PIH’s work in mental health is grounded in Paul’s concept of accompaniment and social support for the most vulnerable.
In his new book, Healing: Our Path from Mental Illness to Mental Health, the former director of the National Institutes of Mental Health, Dr. Tom Insel, credits Paul’s idea of accompaniment and describes how he applied it to mental health. He writes: “’To accompany someone is…to break bread together, to be present on a journey with a beginning and an end. There’s an element of openness, of mystery, of trust, in accompaniment.’ Farmer argues that accompaniment or social connection cannot only lead to recovery, it is essential for recovery. That is why I have come to think of mental illness as a medical problem that requires a social solution.” This speaks to the spirit of our work and its applicability of mental health care delivery across low- and high-income countries.

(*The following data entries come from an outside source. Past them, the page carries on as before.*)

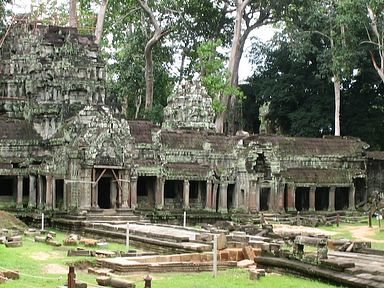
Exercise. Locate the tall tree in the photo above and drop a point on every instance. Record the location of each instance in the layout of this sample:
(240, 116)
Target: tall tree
(73, 13)
(100, 21)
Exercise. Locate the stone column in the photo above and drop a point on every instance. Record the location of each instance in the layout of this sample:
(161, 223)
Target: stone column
(214, 195)
(133, 191)
(351, 196)
(32, 191)
(49, 192)
(312, 198)
(125, 186)
(186, 194)
(159, 194)
(40, 187)
(291, 197)
(252, 196)
(54, 194)
(331, 201)
(94, 190)
(208, 199)
(223, 205)
(113, 193)
(19, 193)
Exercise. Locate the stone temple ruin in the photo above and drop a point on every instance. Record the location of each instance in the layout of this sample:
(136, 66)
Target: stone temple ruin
(62, 148)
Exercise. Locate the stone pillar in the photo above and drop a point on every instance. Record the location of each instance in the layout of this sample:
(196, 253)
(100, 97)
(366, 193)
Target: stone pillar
(94, 190)
(113, 193)
(133, 189)
(159, 194)
(291, 197)
(19, 193)
(214, 195)
(351, 196)
(125, 186)
(40, 187)
(208, 199)
(312, 198)
(331, 201)
(252, 196)
(186, 194)
(49, 192)
(54, 194)
(32, 191)
(223, 205)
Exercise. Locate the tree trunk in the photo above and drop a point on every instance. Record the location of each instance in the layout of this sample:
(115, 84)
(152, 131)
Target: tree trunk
(234, 61)
(148, 76)
(73, 14)
(337, 88)
(156, 37)
(100, 21)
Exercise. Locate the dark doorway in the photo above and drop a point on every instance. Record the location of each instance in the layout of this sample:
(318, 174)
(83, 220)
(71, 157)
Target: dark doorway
(104, 193)
(146, 191)
(59, 187)
(321, 198)
(341, 198)
(173, 193)
(265, 194)
(7, 185)
(230, 196)
(25, 191)
(360, 190)
(302, 198)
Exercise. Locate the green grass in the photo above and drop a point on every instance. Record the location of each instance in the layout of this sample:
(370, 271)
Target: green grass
(33, 273)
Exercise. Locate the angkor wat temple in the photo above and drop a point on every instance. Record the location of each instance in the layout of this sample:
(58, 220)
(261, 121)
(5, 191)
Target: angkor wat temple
(62, 148)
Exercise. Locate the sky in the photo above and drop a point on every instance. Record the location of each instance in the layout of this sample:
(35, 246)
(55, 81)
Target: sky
(245, 69)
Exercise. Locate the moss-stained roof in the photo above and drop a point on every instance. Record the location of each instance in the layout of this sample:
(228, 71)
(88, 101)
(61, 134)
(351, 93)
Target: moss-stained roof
(375, 155)
(15, 129)
(195, 140)
(142, 130)
(319, 176)
(187, 169)
(311, 146)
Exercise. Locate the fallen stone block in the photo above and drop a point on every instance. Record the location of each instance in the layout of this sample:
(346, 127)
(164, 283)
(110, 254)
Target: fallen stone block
(245, 263)
(14, 238)
(99, 271)
(40, 239)
(88, 242)
(10, 274)
(70, 242)
(103, 280)
(80, 284)
(72, 253)
(13, 244)
(121, 283)
(53, 243)
(248, 253)
(3, 279)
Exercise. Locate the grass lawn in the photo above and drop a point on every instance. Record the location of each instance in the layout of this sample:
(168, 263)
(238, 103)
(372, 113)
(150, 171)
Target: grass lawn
(44, 266)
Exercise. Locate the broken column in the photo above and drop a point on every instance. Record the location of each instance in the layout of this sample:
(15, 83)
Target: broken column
(312, 198)
(159, 195)
(32, 191)
(19, 195)
(331, 202)
(223, 205)
(186, 194)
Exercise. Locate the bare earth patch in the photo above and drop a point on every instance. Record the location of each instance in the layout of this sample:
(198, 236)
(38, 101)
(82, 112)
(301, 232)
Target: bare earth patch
(55, 269)
(285, 230)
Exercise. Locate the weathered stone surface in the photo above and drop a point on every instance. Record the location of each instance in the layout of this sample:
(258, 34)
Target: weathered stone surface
(245, 263)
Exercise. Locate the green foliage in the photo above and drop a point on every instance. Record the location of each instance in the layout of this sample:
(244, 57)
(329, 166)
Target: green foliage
(214, 75)
(126, 81)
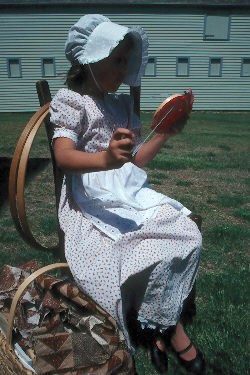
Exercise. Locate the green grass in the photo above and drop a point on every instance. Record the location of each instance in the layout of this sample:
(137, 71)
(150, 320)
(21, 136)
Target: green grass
(207, 169)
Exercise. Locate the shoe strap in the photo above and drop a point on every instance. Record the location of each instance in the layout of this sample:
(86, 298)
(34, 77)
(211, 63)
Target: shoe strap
(185, 350)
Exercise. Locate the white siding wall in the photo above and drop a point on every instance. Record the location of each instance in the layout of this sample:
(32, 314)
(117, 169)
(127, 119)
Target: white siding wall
(31, 36)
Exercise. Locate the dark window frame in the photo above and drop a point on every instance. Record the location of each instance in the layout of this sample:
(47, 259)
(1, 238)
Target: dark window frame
(210, 64)
(12, 59)
(207, 37)
(178, 59)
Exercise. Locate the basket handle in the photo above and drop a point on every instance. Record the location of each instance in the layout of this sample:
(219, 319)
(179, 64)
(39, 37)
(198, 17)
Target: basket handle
(20, 291)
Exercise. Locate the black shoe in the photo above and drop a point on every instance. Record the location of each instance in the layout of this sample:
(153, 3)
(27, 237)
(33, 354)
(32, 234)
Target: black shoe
(196, 366)
(159, 359)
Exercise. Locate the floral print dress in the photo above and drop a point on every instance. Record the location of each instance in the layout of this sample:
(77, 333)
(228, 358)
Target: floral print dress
(127, 245)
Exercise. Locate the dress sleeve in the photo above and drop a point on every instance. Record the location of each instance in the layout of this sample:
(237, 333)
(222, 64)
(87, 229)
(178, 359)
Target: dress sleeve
(67, 114)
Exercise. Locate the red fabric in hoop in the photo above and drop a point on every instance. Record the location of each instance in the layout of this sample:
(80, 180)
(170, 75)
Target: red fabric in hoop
(171, 110)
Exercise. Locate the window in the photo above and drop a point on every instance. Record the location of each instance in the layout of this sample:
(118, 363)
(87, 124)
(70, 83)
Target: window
(245, 67)
(182, 66)
(150, 70)
(14, 68)
(215, 67)
(48, 67)
(216, 27)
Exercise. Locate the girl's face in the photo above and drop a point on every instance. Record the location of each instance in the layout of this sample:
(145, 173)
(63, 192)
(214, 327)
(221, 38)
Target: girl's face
(110, 72)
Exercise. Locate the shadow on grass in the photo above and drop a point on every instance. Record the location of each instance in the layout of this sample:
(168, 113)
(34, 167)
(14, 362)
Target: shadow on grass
(35, 165)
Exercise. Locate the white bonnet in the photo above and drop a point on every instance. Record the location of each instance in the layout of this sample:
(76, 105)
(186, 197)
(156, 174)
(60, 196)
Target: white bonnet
(94, 37)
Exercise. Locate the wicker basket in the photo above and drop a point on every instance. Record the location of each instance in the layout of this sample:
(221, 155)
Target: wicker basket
(9, 362)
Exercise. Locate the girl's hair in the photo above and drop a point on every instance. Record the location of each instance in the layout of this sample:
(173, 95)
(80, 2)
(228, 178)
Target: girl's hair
(75, 77)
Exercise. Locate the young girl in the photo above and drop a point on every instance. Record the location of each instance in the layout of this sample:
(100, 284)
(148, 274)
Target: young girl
(127, 246)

Grief in the Time of COVID-19
What have I learned from the past few years? At the outset of the COVID-19 crisis, I wrote about steps that we could take to manage the emotional challenges of social distancing. I ended by noting that, should anything positive come from this tragic situation, it’s that we will all understand our interconnectivity, the importance of being present for those we love, and the necessity of caring for the most vulnerable in our communities — wherever that may be. Today I can add that the past few years have brought a grief, individual and societal, to which we each must try to attend, so as to enhance our capacities for love, support, and compassion. These are very personal journeys. It is this kind of internal work that will strengthen our individual and collective mental health as we move forward, being able to be present for others, and to also bear witness, see and transcend the world as it is, in its suffering, and in all its beauty.
Dr. Giuseppe (Bepi) Raviola, MD, MPH, is the co-director of mental health at Partners In Health with Dr. Stephanie Smith, MD. He is also an assistant professor of psychiatry, global health and social medicine at Massachusetts General Hospital and Harvard Medical School. In 2021-22 he was named an Outstanding Psychiatrist in the Commonwealth of Massachusetts by the Massachusetts Psychiatric Society, a Distinguished Fellow of the American Psychiatric Association, and was a recipient of the Bruno Lima Award of the American Psychiatric Association for outstanding contributions in the care and understanding of victims of disasters.